With the c-collar, KED, a backboard, and a stretcher, you would extricate them just the way you are taught to do it in BTLS. No biggie, just time-consuming.

interesting no one has mentioned the 'gold standard' of extrication , which involves firefighters and heavy machinery ....

which given the amount of EMS based Fire services i nthe states is suprising ... given that our entirely seperate fire and resuce services here in right pondia have no problems with coming and smashingcars up for extrication...

I think we're referring to times where the car is driven to the ER, so usually extrication tools won't be needed.

Specializes in Spinal Cord injuries, Emergency+EMS.
I think we're referring to times where the car is driven to the ER, so usually extrication tools won't be needed.

i'll see if i can find the picture of the new that week police vehicle which was roof and door chopped because a police officer was daft enough to sit someone from an RTC in his vehicle rather than back in their own or down on the ground ...
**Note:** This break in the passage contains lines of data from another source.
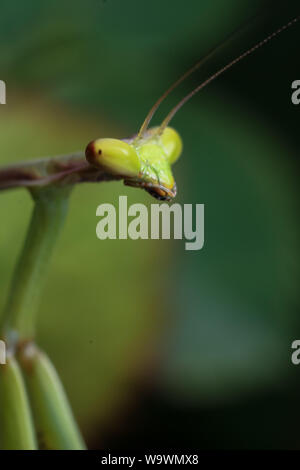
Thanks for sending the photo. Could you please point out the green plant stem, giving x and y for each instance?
(16, 431)
(47, 218)
(53, 417)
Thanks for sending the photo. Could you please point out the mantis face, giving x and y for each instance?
(142, 162)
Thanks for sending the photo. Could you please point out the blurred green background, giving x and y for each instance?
(158, 346)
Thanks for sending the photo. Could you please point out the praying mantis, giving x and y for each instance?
(145, 160)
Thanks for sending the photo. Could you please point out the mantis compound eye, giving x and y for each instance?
(114, 156)
(172, 144)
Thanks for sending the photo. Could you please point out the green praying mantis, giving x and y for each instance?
(34, 408)
(145, 160)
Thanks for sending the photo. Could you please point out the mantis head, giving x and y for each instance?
(144, 161)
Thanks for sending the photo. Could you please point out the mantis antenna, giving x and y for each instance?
(220, 71)
(189, 72)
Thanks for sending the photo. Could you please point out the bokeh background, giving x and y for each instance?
(158, 346)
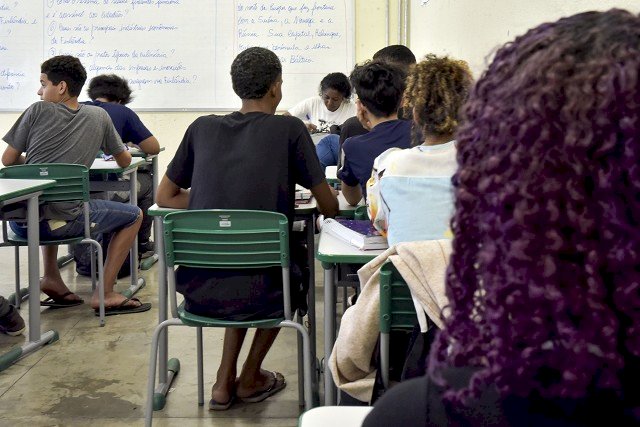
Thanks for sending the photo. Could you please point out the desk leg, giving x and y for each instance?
(36, 339)
(310, 222)
(136, 284)
(311, 249)
(329, 331)
(167, 368)
(146, 264)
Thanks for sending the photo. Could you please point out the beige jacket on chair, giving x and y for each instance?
(423, 266)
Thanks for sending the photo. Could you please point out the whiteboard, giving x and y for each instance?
(176, 54)
(473, 30)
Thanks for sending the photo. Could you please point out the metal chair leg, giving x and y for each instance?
(18, 296)
(151, 374)
(306, 346)
(200, 368)
(98, 250)
(384, 359)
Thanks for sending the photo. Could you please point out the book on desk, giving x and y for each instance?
(302, 194)
(359, 233)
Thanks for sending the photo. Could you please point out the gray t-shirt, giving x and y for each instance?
(53, 133)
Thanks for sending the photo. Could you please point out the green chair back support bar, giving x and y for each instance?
(225, 239)
(72, 181)
(397, 312)
(72, 184)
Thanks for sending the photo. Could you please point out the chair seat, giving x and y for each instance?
(16, 240)
(208, 322)
(344, 416)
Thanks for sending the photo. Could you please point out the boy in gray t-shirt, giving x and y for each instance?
(60, 130)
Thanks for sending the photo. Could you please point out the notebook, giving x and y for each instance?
(302, 194)
(359, 233)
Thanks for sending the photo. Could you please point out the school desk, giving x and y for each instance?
(13, 191)
(146, 264)
(331, 252)
(98, 182)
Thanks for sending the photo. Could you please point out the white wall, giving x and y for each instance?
(467, 29)
(472, 30)
(170, 127)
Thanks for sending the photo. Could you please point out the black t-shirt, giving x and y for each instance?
(242, 161)
(245, 161)
(419, 402)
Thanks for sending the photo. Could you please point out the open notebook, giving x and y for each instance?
(359, 233)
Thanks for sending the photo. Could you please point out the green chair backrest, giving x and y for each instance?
(220, 238)
(397, 311)
(72, 181)
(361, 213)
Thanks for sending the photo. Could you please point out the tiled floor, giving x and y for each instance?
(98, 376)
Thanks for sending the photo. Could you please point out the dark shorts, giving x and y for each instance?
(105, 216)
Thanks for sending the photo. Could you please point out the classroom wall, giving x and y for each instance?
(169, 127)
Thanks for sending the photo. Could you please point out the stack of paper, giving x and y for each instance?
(359, 233)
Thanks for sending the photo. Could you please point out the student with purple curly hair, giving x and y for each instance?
(544, 280)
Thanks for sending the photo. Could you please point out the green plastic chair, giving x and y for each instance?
(397, 312)
(72, 184)
(223, 239)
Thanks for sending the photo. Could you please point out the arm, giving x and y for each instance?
(11, 156)
(353, 195)
(123, 158)
(150, 145)
(326, 199)
(169, 195)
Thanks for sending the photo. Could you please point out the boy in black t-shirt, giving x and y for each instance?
(250, 159)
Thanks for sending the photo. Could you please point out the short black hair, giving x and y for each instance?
(110, 86)
(379, 86)
(253, 72)
(65, 68)
(336, 81)
(397, 54)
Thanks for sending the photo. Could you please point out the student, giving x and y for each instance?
(398, 55)
(379, 86)
(228, 172)
(543, 318)
(11, 323)
(112, 93)
(60, 130)
(404, 182)
(332, 107)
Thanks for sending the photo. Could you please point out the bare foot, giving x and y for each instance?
(112, 299)
(55, 288)
(250, 386)
(222, 392)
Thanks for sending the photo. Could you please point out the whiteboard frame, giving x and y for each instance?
(351, 60)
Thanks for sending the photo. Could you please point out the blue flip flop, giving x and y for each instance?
(278, 384)
(123, 308)
(218, 406)
(59, 301)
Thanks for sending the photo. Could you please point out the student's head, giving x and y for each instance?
(396, 54)
(334, 90)
(544, 279)
(436, 89)
(255, 73)
(111, 87)
(61, 77)
(379, 86)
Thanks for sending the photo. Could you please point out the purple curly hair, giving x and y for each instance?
(544, 279)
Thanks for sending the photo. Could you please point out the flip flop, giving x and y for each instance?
(59, 301)
(123, 308)
(217, 406)
(278, 384)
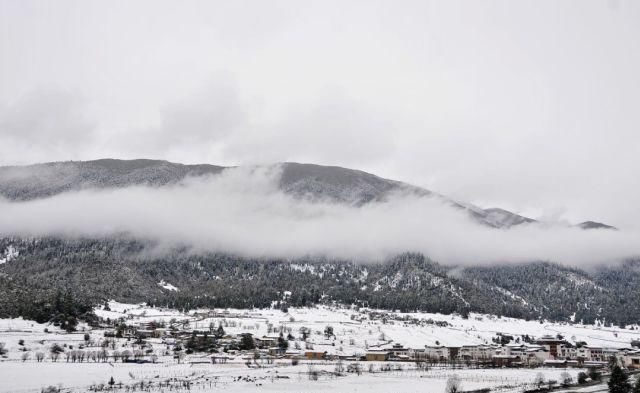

the gold standard of extrication of a sitting patient in a none time critcal situation is out in a straight line - not out the side door given the spine board discussion where people are suggesting that the patient must stay o nthe board until radiologically cleared to then advocate an extrication method which involves deliberately twisting and turningthe patient is a somewhat illogical route to take

Specializes in ER, Occupational Health, Cardiology.
the gold standard of extrication of a sitting patient in a none time critcal situation is out in a straight line - not out the side door given the spine board discussion where people are suggesting that the patient must stay o nthe board until radiologically cleared to then advocate an extrication method which involves deliberately twisting and turningthe patient is a somewhat illogical route to take

In BTLS there is no twisting involved, especially if a KED is used.